Doesn’t mean I don’t still negotiate with my kids through the meal. Doesn’t mean I haven’t said – many a time – “just eat 5 more bites.” or “okay, one more carrot and you’re done.”
And that certainly doesn’t mean that my kids never get dessert unless they have finished every last lick of food on their plate. Often they win the dinner battles and I know I have exposed weakness. I know they have worn me down at the end of a busy work day. That they saw their opportunity and pounced.
Pick your battles right? But does picking our battles and letting our kids win sometimes really earned us the title of the “worst generation of parents EVER?”

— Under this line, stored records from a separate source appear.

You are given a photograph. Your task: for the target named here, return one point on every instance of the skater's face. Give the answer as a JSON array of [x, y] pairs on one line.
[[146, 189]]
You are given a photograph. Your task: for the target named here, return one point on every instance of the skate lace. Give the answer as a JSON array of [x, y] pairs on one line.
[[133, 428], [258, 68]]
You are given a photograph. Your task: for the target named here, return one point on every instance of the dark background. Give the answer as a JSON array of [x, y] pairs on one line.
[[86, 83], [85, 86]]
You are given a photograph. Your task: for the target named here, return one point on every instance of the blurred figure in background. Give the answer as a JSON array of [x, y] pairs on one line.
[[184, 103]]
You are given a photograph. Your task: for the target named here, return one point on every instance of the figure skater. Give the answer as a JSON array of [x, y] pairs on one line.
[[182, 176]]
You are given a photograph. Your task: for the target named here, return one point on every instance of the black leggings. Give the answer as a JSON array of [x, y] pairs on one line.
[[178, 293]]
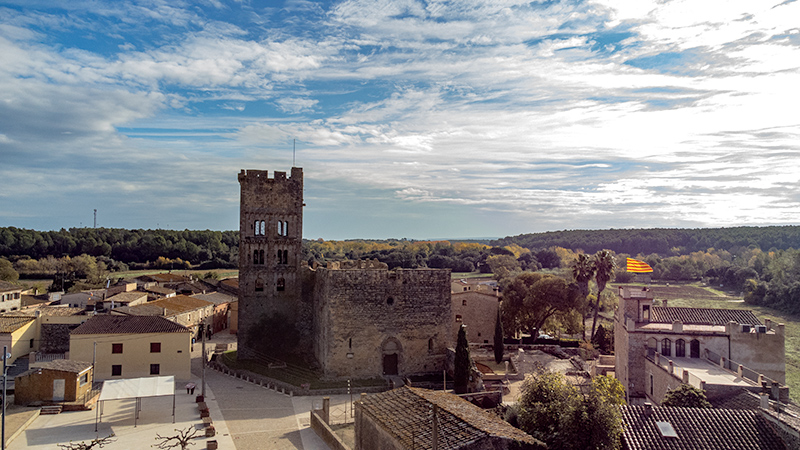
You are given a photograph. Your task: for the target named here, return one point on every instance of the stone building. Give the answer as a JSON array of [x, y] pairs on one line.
[[403, 418], [658, 348], [357, 318], [478, 311]]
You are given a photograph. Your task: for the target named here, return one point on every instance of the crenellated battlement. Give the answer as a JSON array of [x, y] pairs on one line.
[[262, 176]]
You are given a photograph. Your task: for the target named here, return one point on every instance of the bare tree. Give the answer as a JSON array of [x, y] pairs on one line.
[[94, 443], [179, 440]]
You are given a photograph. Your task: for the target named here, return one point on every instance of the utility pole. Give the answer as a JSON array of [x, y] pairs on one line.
[[203, 359], [6, 355]]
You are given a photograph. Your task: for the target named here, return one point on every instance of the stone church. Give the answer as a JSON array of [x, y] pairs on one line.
[[357, 318]]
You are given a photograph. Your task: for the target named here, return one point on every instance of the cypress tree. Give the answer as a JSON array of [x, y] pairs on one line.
[[498, 339], [462, 362]]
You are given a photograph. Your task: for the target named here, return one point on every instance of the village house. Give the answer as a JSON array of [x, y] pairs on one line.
[[55, 381], [648, 427], [18, 335], [721, 351], [132, 346], [10, 296], [408, 418], [184, 310]]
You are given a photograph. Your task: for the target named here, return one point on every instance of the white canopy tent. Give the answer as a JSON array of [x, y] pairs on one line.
[[137, 388]]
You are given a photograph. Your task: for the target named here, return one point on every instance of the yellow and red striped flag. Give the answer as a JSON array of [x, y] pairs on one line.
[[636, 266]]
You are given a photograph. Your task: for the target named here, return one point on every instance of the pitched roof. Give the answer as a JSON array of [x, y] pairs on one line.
[[698, 429], [405, 414], [5, 286], [12, 324], [64, 365], [126, 297], [115, 324], [62, 311], [173, 305], [702, 316]]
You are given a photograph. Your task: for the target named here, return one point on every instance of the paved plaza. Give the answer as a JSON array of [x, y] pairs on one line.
[[246, 417]]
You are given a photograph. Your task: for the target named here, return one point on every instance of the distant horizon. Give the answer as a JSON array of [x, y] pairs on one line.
[[408, 118]]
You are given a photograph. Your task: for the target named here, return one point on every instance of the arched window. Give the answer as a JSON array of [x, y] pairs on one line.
[[666, 347], [680, 348]]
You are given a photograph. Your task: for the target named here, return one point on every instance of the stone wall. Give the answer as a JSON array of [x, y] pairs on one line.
[[362, 317], [270, 239]]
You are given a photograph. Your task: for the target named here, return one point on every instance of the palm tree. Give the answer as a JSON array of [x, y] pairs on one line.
[[582, 273], [604, 266]]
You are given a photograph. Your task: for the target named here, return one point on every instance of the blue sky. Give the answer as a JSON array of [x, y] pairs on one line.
[[440, 119]]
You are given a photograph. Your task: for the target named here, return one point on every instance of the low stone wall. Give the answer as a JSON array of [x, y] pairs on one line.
[[326, 433], [287, 388]]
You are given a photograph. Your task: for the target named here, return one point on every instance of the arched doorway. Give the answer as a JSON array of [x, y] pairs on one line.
[[391, 356]]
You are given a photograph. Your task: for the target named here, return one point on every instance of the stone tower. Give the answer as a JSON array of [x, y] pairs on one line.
[[270, 244]]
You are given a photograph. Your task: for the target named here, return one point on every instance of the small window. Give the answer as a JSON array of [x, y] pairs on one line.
[[666, 347]]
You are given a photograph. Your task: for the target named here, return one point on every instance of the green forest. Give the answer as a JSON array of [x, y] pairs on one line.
[[761, 263]]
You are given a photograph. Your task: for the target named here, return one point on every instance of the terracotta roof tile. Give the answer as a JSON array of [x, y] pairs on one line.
[[698, 429], [116, 324], [11, 324], [5, 286], [405, 413], [703, 316]]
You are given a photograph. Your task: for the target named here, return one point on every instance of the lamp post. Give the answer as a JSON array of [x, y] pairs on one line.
[[5, 356]]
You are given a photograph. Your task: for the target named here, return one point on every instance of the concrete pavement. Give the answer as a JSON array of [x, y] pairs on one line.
[[246, 417]]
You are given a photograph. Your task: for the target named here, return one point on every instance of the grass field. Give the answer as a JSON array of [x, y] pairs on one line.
[[697, 296]]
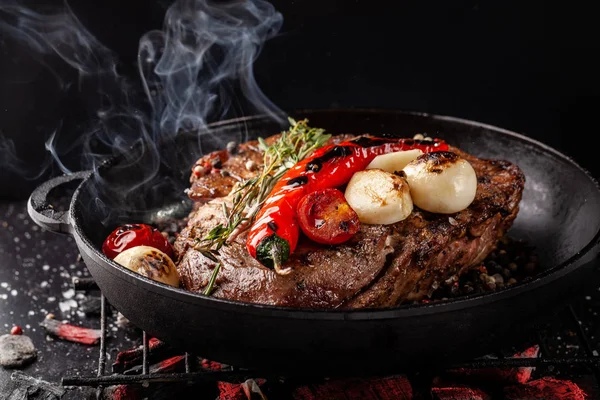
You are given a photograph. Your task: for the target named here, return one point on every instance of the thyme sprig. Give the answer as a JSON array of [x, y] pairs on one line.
[[295, 144]]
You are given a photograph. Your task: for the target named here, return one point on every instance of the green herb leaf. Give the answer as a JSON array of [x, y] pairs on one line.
[[294, 145]]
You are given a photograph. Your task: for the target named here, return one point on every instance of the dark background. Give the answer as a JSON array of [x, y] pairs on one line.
[[525, 66]]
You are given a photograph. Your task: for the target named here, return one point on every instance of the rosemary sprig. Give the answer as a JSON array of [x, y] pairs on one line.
[[295, 144], [213, 278]]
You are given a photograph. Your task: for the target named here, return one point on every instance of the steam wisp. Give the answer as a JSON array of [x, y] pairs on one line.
[[197, 69]]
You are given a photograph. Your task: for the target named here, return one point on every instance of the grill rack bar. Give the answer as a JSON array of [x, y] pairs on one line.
[[233, 374]]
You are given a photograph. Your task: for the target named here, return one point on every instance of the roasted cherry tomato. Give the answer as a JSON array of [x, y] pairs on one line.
[[326, 217], [131, 235]]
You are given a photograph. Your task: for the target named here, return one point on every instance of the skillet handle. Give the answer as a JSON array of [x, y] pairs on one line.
[[42, 213]]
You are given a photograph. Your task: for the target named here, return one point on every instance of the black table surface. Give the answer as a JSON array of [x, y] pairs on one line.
[[36, 268]]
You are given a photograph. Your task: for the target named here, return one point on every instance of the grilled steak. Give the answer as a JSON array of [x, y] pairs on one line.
[[380, 266]]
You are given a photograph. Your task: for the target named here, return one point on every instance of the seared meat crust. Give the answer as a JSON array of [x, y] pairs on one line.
[[381, 266]]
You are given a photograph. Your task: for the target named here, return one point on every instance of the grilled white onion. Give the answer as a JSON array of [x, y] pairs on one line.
[[151, 263], [441, 182], [379, 197], [394, 162]]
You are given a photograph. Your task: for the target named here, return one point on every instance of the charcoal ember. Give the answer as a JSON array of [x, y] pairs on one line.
[[16, 351], [499, 375], [545, 388], [248, 390], [388, 388], [458, 393], [71, 333], [130, 358], [90, 305], [209, 365], [31, 388], [122, 392]]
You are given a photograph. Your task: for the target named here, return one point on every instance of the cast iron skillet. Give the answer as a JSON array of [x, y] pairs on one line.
[[560, 215]]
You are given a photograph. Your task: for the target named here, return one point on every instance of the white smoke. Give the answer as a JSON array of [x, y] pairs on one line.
[[198, 68]]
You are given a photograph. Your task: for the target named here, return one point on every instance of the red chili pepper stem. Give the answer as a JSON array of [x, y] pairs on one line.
[[275, 232]]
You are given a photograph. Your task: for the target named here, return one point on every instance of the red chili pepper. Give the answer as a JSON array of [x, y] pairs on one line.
[[274, 234], [326, 217], [131, 235]]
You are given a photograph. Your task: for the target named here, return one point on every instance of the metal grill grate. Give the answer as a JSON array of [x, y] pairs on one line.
[[232, 374]]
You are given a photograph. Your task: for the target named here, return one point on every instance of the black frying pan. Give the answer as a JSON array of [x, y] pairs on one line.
[[560, 215]]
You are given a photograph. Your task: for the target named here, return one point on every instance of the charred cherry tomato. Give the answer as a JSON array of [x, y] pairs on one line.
[[326, 217], [274, 235], [132, 235]]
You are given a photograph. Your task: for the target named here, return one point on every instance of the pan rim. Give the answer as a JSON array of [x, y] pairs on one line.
[[380, 313]]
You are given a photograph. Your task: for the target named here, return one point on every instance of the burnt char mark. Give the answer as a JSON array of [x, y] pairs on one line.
[[337, 151], [344, 226], [369, 141], [298, 181], [437, 161]]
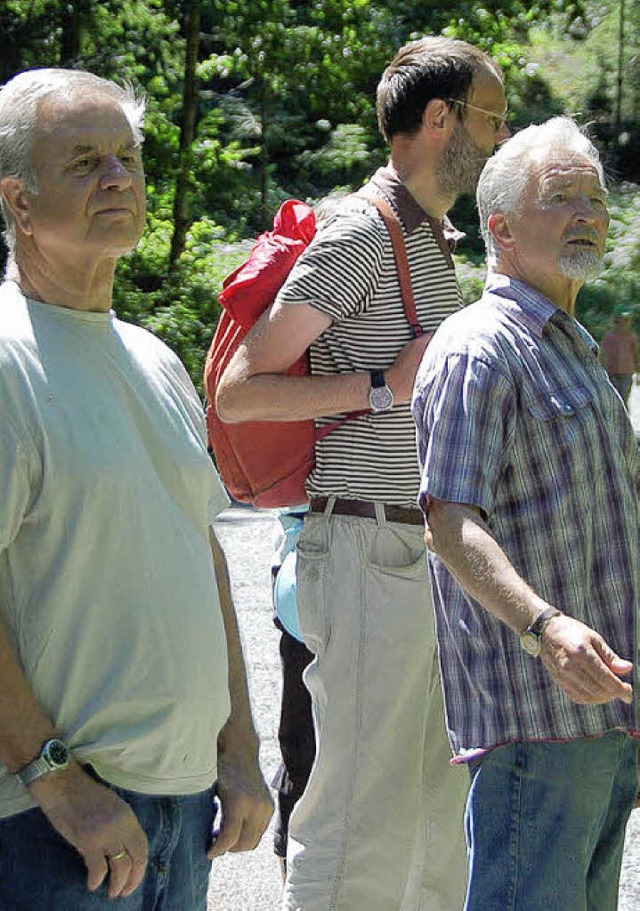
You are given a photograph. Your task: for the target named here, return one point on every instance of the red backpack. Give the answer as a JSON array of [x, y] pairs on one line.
[[266, 463]]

My girls play soccer and they have one other creative class – acting for one and art for the other. 3 nights a week each for lessons. Am I over programming them? Or encouraging them to try new things – both athletic and creative?

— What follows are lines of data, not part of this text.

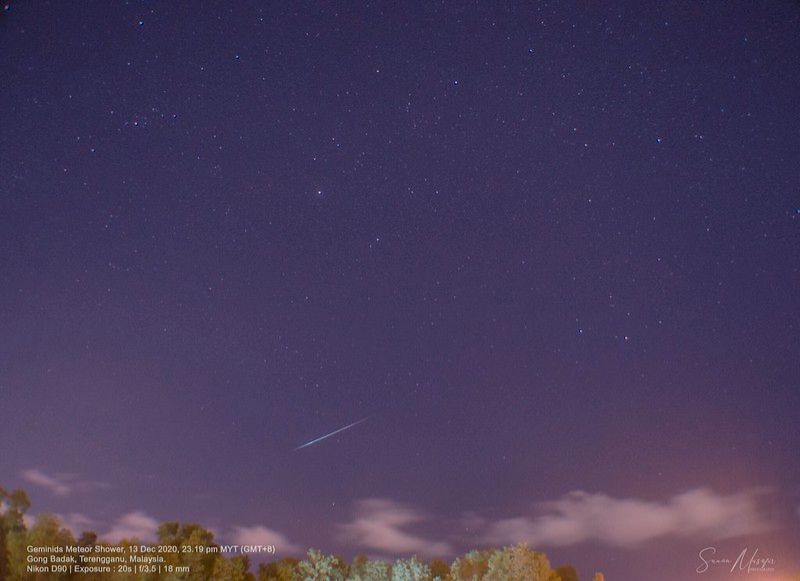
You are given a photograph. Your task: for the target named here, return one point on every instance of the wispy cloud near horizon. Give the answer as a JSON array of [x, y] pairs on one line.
[[627, 522], [60, 484], [381, 524]]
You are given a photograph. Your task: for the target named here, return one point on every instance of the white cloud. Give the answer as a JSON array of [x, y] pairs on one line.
[[59, 484], [261, 535], [39, 478], [133, 525], [379, 524], [76, 522], [626, 522]]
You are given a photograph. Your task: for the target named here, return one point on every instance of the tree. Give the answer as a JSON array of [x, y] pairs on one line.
[[13, 506], [410, 570], [440, 570], [362, 569], [282, 570], [319, 567], [234, 569], [518, 563], [567, 573], [471, 567]]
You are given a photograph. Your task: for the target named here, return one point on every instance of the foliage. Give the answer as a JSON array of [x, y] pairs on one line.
[[320, 567], [516, 563], [410, 570], [567, 573]]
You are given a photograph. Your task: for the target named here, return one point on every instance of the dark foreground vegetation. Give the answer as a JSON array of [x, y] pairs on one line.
[[206, 562]]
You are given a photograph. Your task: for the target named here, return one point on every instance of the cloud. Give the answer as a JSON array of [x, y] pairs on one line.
[[136, 524], [76, 522], [60, 484], [261, 535], [626, 522], [379, 524]]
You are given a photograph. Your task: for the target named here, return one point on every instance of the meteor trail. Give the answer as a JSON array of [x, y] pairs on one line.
[[312, 442]]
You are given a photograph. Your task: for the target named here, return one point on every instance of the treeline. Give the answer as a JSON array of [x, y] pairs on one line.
[[506, 564]]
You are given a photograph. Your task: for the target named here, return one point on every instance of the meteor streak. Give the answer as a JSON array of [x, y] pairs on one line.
[[312, 442]]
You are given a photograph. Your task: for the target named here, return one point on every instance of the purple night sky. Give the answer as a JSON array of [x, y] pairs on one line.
[[549, 250]]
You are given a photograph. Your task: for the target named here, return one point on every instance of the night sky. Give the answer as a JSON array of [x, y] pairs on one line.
[[549, 251]]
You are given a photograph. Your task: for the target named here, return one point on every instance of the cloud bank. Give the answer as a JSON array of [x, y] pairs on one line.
[[626, 522], [133, 525], [261, 535], [59, 484], [379, 524]]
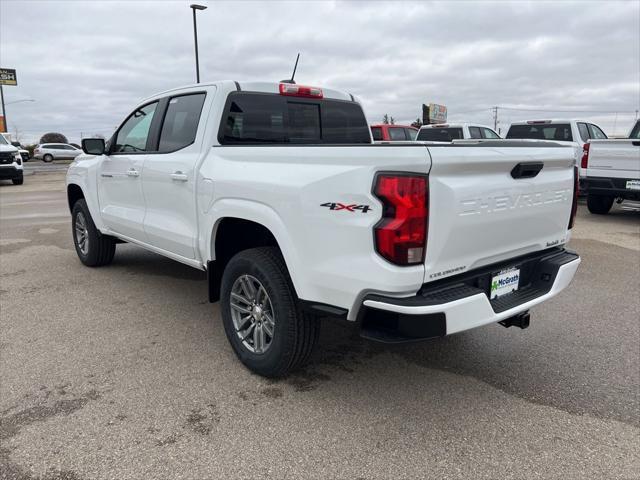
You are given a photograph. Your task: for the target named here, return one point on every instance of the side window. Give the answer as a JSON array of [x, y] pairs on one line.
[[181, 122], [488, 133], [410, 133], [596, 133], [133, 135], [396, 133], [584, 132], [474, 132]]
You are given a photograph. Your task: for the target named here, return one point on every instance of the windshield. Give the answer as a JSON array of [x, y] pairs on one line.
[[547, 131], [439, 134]]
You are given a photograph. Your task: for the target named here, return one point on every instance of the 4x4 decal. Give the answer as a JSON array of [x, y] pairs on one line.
[[349, 208]]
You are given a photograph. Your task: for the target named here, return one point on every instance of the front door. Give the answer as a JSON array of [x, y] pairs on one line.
[[120, 175], [169, 178]]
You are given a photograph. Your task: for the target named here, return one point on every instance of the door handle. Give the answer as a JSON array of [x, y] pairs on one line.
[[526, 170], [179, 176]]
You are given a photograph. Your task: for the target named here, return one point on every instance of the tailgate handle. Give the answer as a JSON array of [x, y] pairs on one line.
[[527, 170]]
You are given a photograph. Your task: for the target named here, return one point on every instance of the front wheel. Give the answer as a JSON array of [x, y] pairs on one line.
[[269, 332], [93, 248], [599, 204]]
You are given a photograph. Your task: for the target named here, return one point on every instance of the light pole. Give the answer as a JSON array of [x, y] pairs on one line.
[[195, 7]]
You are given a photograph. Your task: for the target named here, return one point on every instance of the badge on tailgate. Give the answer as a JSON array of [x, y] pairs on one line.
[[505, 282]]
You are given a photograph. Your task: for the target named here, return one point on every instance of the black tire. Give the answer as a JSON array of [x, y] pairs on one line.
[[295, 330], [599, 204], [101, 248]]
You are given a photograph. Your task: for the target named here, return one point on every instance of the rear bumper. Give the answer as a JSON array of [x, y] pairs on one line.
[[614, 187], [463, 303], [9, 173]]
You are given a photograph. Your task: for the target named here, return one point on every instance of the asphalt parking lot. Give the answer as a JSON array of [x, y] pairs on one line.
[[125, 372]]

I was happy when my oldest daughter said she wanted to get more serious about soccer and join a select team next year meaning more practices and more effort on all our parts. Am I putting too much pressure on her to succeed? Or supporting her desire to excel in her chosen activity.
I’m not ready to let my almost 10 year old walk the 4 minutes on super quiet side streets from school to our house on her own even though at her age I walked 15 minutes down a major street to get home. Does that mean I’m too overprotective? Or just cautious?
My kids have chores that they are supposed to do regularly. They don’t get allowance for doing them…and they don’t always do them regularly. Am I being too easy on them by not making them do them every day?
I honestly don’t know sometimes. Because there are days where I would give anything to not have any damn classes at all. And then other times where I watch my kids perform at acting or on the soccer field and I swell with pride at what they are able to do. So determined and successful at such a young age.
I pretty much had no programming in my childhood. I think I must have taken a few swimming lessons and I also remember going to Brownies but that’s about it. And I don’t think I turned out that bad.
Often I look at my girls and am struck by how well rounded they actually are. How when they play they still use their imagination – hell…they still have an imagination. And they are able to write stories and create art and play games and laugh. And then I see them at soccer practice working on new skills and trying them out. Focused and determined.
Parenting is a crap shoot. We do our best, we make our choices and we choose our battles. And all with the goal of raising our kids right and preparing them for the world.
The thing that puts a kink in that plan is the world we are preparing them for is not the same one we experienced when we left high school. And in knowing that we as parents find ourselves forced to change the game plan on the fly. To adjust our strategy and our trajectory.
And we do so with the hope that we manage to stay just enough on target for both their sakes and ours.
Are we the worst generation of parents ever? Maybe. But I suspect that many of the follies that have earned us the label of “worst” have come from a place of love for our children, concern about doing what’s right by them and also – a shit load of articles that make us think we’re doing this parenting thing all wrong.
Ultimately the only judge that matters is your own kid.
Ask them if you suck at being their parent. But be prepared for the answer. Because if there is one thing you can count on your kids for…it’s brutal honesty.